À la suite de la réception de votre demande, le bailleur a 15 jours pour faire savoir s’il entend concourir à l’acte. L’accord peut être tacite, et l’autorisation de sous-location du bail commercial doit être conforme aux dispositions de l’article L145-31 du Code de commerce. Si le bailleur refuse ou omet de répondre, il est passé outre.

Il est aussi recommandé de demander un accord écrit au bailleur : cela vous permettra de rapporter la preuve juridique de son accord pour la sous-location du bail commercial.

À noter :

En l’absence de réponse du bailleur, si le bail autorise la sous-location, le silence vaut acceptation de votre demande !

 

Préparer un contrat de sous-location : quels droits et obligations ?

Le contrat de sous-location est un véritable contrat de bail entre le locataire et le sous-locataire : les droits et obligations sont les mêmes que dans un bail classique ! Voici ce qu’il faut savoir...

  • Le sous-locataire ne peut disposer de plus de droits que le locataire principal.
  • À l’expiration du bail principal, le sous-locataire peut demander directement le renouvellement du bail commercial si le locataire en est privé.
  • En cas de résiliation du bail commercial initial, la sous-location se trouve également terminée.

À noter :

Dans le cadre d’une sous-location, il n’y a pas de rapport direct entre le sous-locataire et le bailleur, à une exception près : le bailleur peut agir contre le sous-locataire pour le paiement du loyer principal, mais seulement à hauteur du prix de la sous-location.

 

Mise en situation : la sous-location de bail commercial, comment ça se passe ?

Une société dispose de locaux dans le cadre d’un bail commercial. Elle sous-loue ces locaux, en partie, à une autre société.

À la suite de la résiliation du bail principal, le bailleur et le sous-locataire se sont entendus pour conclure une convention d’occupation précaire pour une durée d’un an, renouvelable une fois. Ce bail a pris effet un mois après la résiliation ; entre-temps, la société sous-locataire est restée dans les locaux et a payé un loyer pour cette période.

Une fois les deux années achevées après un renouvellement, le bailleur a fait expulser la société sous-locataire. Celle-ci a alors réclamé des dommages et intérêts pour expulsion abusive ; elle soutenait qu’elle était titulaire d’un bail commercial. Le bail qu’elle avait signé ne pouvait pas être un bail dérogatoire, puisqu’elle était déjà dans les lieux lorsqu’il a été conclu.

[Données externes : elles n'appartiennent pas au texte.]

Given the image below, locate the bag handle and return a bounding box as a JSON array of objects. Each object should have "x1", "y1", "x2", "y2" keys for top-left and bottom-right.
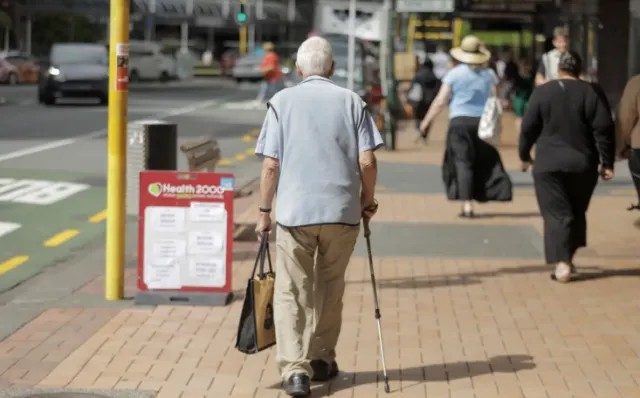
[{"x1": 251, "y1": 231, "x2": 273, "y2": 280}]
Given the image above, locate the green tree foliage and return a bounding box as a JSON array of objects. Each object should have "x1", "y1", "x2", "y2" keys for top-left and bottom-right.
[
  {"x1": 32, "y1": 12, "x2": 104, "y2": 55},
  {"x1": 0, "y1": 10, "x2": 11, "y2": 28}
]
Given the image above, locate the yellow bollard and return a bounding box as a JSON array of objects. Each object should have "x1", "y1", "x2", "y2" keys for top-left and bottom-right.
[
  {"x1": 105, "y1": 0, "x2": 130, "y2": 301},
  {"x1": 239, "y1": 23, "x2": 247, "y2": 55},
  {"x1": 452, "y1": 18, "x2": 462, "y2": 47}
]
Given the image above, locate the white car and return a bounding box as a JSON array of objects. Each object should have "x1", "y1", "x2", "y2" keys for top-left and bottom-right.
[{"x1": 129, "y1": 40, "x2": 176, "y2": 82}]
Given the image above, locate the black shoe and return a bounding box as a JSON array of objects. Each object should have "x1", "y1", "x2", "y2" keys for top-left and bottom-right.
[
  {"x1": 285, "y1": 373, "x2": 311, "y2": 397},
  {"x1": 310, "y1": 359, "x2": 339, "y2": 381}
]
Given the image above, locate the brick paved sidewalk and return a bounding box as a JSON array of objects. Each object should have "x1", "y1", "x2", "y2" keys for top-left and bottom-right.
[{"x1": 0, "y1": 113, "x2": 640, "y2": 398}]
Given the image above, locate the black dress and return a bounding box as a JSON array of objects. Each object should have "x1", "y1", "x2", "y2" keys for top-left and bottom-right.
[
  {"x1": 442, "y1": 116, "x2": 513, "y2": 202},
  {"x1": 519, "y1": 79, "x2": 615, "y2": 264}
]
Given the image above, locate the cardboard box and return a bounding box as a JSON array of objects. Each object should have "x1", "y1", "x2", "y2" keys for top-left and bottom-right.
[{"x1": 393, "y1": 53, "x2": 418, "y2": 80}]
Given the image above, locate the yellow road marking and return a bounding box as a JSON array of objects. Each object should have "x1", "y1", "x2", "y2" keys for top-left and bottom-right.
[
  {"x1": 0, "y1": 256, "x2": 29, "y2": 275},
  {"x1": 44, "y1": 229, "x2": 80, "y2": 247},
  {"x1": 89, "y1": 209, "x2": 107, "y2": 224},
  {"x1": 611, "y1": 189, "x2": 636, "y2": 195}
]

La demande de la société sous-locataire a été rejetée par les juges, qui ont considéré que son occupation des locaux ne lui conférait aucun droit au regard du statut des baux commerciaux : avant la signature du bail dérogatoire, elle était occupante sans droit ni titre.

De plus, ils ont estimé que le premier loyer versé après la résiliation du bail commercial correspondait en réalité à une indemnité d’occupation, et non à un véritable loyer.

Source : Legifrance, Arrêt de la Cour de cassation (3ème ch. civ.) du 30.03.2017 n° 16-10786

Si une certaine vigilance est de mise, la sous-location de locaux loués dans le cadre d’un bail commercial n’est donc pas impossible… à condition que le bailleur l’autorise. Si des questions restent en suspense, nos avocats FIDUCIAL Sofiral sont à votre disposition !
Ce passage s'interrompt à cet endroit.